"Warum schweige ich, verschweige zu lange, was offensichtlich ist und in Planspielen geübt wurde,
an deren Ende als Überlebende wir allenfalls Fußnoten sind.
Es ist das behauptete Recht auf den Erstschlag, der das von einem Maulhelden unterjochte und zum
organisierten Jubel gelenkte iranische Volk auslöschen könnte, weil in dessen Machtbereich der Bau
einer Atombombe vermutet wird.
Doch warum untersage ich mir, jenes andere Land beim Namen zu nennen, in dem seit Jahren -
wenn auch geheimgehalten - ein wachsend nukleares Potential verfügbar aber außer Kontrolle, weil
keiner Prüfung zugänglich ist?
Das allgemeine Verschweigen dieses Tatbestandes, dem sich mein Schweigen untergeordnet hat,
empfinde ich als belastende Lüge und Zwang, der Strafe in Aussicht stellt, sobald er mißachtet
wird; das Verdikt "Antisemitismus" ist geläufig.

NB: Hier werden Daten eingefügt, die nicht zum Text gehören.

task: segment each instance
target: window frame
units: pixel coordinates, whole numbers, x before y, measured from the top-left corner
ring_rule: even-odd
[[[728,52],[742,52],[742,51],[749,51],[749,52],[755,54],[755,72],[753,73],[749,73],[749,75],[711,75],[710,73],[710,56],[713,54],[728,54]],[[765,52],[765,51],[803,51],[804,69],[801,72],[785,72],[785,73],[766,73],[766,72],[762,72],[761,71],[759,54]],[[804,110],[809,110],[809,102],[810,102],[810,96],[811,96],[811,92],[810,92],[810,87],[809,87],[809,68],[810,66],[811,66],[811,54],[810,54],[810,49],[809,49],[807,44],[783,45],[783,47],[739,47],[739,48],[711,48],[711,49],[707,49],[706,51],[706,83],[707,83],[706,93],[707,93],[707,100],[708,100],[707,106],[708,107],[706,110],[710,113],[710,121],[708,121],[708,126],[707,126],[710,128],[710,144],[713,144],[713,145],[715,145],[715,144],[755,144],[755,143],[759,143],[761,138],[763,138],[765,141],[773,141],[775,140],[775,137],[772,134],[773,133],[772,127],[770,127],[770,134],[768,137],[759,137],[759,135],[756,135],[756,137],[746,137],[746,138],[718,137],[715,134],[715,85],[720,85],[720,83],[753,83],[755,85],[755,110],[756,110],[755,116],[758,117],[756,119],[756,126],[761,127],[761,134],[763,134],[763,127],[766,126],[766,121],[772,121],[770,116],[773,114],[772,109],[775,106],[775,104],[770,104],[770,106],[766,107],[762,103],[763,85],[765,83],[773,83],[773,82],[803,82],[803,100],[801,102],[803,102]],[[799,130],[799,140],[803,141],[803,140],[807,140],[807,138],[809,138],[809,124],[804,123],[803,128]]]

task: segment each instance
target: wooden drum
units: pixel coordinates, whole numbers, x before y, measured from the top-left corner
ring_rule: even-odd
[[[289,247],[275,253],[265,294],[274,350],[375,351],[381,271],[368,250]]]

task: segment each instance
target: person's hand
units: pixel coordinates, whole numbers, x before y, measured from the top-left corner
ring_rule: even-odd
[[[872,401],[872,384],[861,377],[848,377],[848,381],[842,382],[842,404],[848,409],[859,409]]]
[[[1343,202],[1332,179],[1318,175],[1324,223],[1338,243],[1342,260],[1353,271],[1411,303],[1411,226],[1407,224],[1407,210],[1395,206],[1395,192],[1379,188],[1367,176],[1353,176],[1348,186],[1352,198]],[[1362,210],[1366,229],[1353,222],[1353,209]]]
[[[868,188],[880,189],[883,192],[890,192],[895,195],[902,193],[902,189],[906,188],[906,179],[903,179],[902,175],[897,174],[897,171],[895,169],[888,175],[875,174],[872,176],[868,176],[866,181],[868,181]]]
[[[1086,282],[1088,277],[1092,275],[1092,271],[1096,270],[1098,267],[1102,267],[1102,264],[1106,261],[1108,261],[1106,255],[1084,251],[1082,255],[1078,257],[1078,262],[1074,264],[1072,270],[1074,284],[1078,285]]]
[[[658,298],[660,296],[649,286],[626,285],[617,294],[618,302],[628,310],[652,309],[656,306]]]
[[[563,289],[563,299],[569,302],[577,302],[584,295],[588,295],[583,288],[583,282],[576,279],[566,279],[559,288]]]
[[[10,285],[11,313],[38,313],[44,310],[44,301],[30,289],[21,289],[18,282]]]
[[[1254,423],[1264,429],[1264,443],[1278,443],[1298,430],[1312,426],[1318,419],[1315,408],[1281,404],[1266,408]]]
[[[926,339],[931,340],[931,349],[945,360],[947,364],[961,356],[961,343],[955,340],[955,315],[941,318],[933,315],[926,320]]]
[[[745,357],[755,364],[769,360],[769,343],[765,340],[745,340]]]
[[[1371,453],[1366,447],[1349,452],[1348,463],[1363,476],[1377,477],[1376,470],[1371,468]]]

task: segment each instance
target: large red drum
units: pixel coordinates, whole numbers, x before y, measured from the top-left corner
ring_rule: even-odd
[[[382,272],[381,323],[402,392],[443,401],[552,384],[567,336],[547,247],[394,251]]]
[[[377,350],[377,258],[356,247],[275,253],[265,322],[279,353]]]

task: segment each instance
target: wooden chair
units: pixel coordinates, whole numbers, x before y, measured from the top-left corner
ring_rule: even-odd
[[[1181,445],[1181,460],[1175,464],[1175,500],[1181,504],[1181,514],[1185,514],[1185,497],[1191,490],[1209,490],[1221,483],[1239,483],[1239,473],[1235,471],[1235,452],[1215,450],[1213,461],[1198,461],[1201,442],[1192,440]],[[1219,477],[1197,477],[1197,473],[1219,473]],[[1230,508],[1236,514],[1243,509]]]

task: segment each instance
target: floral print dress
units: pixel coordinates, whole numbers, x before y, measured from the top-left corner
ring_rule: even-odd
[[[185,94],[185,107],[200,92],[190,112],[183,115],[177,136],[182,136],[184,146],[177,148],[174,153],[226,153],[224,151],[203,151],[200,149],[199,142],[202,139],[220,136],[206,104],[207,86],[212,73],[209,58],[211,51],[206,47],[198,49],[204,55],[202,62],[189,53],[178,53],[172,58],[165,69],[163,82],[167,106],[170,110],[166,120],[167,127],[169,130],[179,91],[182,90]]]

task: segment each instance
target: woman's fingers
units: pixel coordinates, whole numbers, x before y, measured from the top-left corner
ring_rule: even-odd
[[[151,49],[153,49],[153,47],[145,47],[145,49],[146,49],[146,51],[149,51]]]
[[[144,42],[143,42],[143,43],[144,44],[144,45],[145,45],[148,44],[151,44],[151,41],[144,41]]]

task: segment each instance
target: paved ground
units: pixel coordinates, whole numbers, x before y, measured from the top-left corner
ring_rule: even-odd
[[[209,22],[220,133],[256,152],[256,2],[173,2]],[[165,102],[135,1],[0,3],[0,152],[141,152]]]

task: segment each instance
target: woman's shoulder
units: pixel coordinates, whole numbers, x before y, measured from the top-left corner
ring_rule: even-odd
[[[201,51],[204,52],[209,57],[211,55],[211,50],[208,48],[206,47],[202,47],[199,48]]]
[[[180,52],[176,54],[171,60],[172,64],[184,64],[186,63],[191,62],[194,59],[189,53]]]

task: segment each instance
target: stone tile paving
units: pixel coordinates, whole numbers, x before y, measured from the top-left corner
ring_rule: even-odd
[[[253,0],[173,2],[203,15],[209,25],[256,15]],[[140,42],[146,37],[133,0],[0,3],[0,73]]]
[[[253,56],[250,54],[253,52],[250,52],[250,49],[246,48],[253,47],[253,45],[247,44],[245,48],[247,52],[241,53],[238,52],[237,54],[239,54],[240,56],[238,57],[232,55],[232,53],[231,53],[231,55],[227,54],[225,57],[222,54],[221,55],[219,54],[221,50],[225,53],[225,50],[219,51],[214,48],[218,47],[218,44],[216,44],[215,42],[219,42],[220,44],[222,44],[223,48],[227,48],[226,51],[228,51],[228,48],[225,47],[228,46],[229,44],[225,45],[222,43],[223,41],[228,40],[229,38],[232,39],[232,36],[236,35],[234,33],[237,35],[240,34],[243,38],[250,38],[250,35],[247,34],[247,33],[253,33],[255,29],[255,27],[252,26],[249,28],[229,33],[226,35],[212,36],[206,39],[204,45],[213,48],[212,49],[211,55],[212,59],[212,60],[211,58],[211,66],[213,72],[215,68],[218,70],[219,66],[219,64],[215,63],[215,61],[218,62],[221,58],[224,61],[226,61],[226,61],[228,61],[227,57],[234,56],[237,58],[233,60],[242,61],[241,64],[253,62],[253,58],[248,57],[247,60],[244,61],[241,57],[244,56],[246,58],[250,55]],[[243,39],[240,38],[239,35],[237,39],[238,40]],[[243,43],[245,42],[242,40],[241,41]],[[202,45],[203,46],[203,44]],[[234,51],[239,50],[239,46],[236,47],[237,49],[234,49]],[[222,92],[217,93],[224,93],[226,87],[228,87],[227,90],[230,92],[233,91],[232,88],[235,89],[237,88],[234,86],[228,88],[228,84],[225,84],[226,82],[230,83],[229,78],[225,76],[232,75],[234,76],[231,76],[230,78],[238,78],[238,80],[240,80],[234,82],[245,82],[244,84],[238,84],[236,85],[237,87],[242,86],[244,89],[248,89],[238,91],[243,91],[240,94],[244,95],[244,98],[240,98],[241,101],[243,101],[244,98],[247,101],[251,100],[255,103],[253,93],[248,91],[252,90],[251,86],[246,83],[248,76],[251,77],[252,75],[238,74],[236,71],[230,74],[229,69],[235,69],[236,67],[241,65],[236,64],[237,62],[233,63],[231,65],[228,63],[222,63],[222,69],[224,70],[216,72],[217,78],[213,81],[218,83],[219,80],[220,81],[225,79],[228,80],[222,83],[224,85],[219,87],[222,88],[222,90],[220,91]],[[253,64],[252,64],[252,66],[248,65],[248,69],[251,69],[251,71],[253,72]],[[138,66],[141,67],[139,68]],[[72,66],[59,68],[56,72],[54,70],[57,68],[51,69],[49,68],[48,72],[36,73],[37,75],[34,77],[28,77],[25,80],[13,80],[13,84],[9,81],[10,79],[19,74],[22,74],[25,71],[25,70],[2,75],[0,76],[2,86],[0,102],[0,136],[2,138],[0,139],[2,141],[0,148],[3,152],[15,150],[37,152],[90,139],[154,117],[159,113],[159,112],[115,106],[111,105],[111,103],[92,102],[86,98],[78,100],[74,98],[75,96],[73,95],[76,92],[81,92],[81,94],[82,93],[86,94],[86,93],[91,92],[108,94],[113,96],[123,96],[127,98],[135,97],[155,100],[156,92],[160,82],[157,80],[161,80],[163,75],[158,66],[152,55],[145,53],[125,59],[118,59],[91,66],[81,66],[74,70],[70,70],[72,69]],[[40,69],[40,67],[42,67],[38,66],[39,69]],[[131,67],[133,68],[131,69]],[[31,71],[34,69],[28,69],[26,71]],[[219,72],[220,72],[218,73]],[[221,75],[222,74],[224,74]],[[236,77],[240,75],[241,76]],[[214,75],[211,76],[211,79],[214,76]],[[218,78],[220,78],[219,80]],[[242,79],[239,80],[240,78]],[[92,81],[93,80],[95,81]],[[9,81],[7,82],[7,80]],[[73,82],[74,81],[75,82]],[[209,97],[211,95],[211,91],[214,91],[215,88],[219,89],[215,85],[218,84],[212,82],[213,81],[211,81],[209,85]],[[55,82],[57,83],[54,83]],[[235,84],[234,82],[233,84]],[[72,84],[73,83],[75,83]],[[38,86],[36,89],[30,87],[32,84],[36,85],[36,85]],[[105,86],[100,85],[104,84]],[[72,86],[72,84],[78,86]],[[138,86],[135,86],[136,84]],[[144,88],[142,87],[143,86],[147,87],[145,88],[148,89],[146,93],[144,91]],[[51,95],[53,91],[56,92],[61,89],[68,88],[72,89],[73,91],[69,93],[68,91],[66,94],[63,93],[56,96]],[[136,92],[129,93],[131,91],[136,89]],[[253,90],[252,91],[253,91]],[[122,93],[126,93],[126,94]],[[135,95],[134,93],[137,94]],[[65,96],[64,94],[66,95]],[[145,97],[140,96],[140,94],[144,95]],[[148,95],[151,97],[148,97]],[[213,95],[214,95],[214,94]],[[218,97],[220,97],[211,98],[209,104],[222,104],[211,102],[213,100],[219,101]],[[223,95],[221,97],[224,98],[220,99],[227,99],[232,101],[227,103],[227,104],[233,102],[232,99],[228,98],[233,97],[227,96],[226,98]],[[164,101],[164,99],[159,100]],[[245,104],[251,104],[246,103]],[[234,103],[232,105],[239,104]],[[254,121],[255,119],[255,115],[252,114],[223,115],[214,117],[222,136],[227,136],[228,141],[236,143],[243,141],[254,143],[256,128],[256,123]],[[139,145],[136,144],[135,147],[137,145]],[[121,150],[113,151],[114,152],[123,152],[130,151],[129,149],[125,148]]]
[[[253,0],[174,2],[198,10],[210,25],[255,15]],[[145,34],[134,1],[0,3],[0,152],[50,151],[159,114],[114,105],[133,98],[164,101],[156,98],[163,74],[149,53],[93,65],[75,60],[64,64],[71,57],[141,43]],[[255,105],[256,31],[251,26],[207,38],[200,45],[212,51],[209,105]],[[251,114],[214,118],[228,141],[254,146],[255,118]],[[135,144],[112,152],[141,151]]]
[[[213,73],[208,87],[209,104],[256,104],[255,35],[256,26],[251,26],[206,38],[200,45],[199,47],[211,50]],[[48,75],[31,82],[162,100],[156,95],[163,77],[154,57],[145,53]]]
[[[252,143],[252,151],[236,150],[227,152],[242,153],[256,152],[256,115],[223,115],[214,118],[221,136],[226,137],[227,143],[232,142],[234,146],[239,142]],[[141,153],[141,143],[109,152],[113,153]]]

Jetzt aber, weil aus meinem Land, das von ureigenen Verbrechen, die ohne Vergleich sind, Mal um
Mal eingeholt und zur Rede gestellt wird, wiederum und rein geschäftsmäßig, wenn auch mit
flinker Lippe als Wiedergutmachung deklariert, ein weiteres U-Boot nach Israel geliefert werden
soll, dessen Spezialität darin besteht, allesvernichtende Sprengköpfe dorthin lenken zu können, wo
die Existenz einer einzigen Atombombe unbewiesen ist, doch als Befürchtung von Beweiskraft sein
will, sage ich, was gesagt werden muß.
Warum aber schwieg ich bislang? Weil ich meinte, meine Herkunft, die von nie zu tilgendem Makel
behaftet ist, verbiete, diese Tatsache als ausgesprochene Wahrheit dem Land Israel, dem ich
verbunden bin und bleiben will, zuzumuten.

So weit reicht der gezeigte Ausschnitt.